Christmas

Why you should leave up your Christmas decorations until February

To bring cheer to the winter months, follow medieval tradition and keep your Christmas decorations up until 2 February

Image: Christmas tree at Kenilworth Castle

This year, why not do as our medieval ancestors did and leave up your festive adornments until Candlemas on 2 February?

The theory that it's bad luck to leave decorations up beyond Twelfth Night (around 6 January) is a modern take on the tradition, but doing so used to be normal practice in the medieval period.

Falling exactly 40 days after Christmas, Candlemas (or the Feast of the Purification of the Blessed Virgin Mary) was observed as the official end of Christmas in medieval England.

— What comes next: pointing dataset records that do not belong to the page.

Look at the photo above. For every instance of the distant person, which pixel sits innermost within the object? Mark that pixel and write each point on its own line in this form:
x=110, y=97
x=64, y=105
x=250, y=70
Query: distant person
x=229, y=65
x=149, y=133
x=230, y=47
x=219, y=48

The date itself was a great feast day and is so called because candles intended to be used in churches in the coming year would be blessed on that day. There were also candlelit processions in honour of the feast.

Image: Christmas wreath at Kenilworth

Evidence that decorations were kept up until the evening before Candlemas is well documented. To this day, Christmas cribs remain in place in many churches until Candlemas, and their removal is described in an early 17th-century poem:

Ceremony Upon Candlemas Eve, Robert Herrick (1591-1674)

Down with the rosemary, and so

Down with the bays and misletoe;

Down with the holly, ivy, all

Wherewith ye dress’d the Christmas hall;

That so the superstitious find

No one least branch there left behind;

For look, how many leaves there be

Neglected there, maids, trust to me,

So many goblins you shall see.

Image: Decorating a Christmas tree at Audley End House and Gardens

Dr Michael Carter, English Heritage’s Senior Properties Historian, said:

In the Middle Ages, houses would be decorated with greenery for the Christmas season on Christmas Eve day. The feast of Christmas started at around 4pm on Christmas Eve afternoon and continued until the Epiphany on 6 January.

But contrary to popular belief, the Christmas season actually continues right through to Candlemas on 2 February - so there's no real reason why you should take your decorations down earlier.

The tradition that it is bad luck to keep decorations up after Twelfth Night and the Epiphany is a modern invention, although it may derive from the medieval notion that decorations left up after Candlemas eve would become possessed by goblins! I’m of the opinion that, after the year we’ve all had, we certainly deserve to keep the Christmas cheer going a little longer.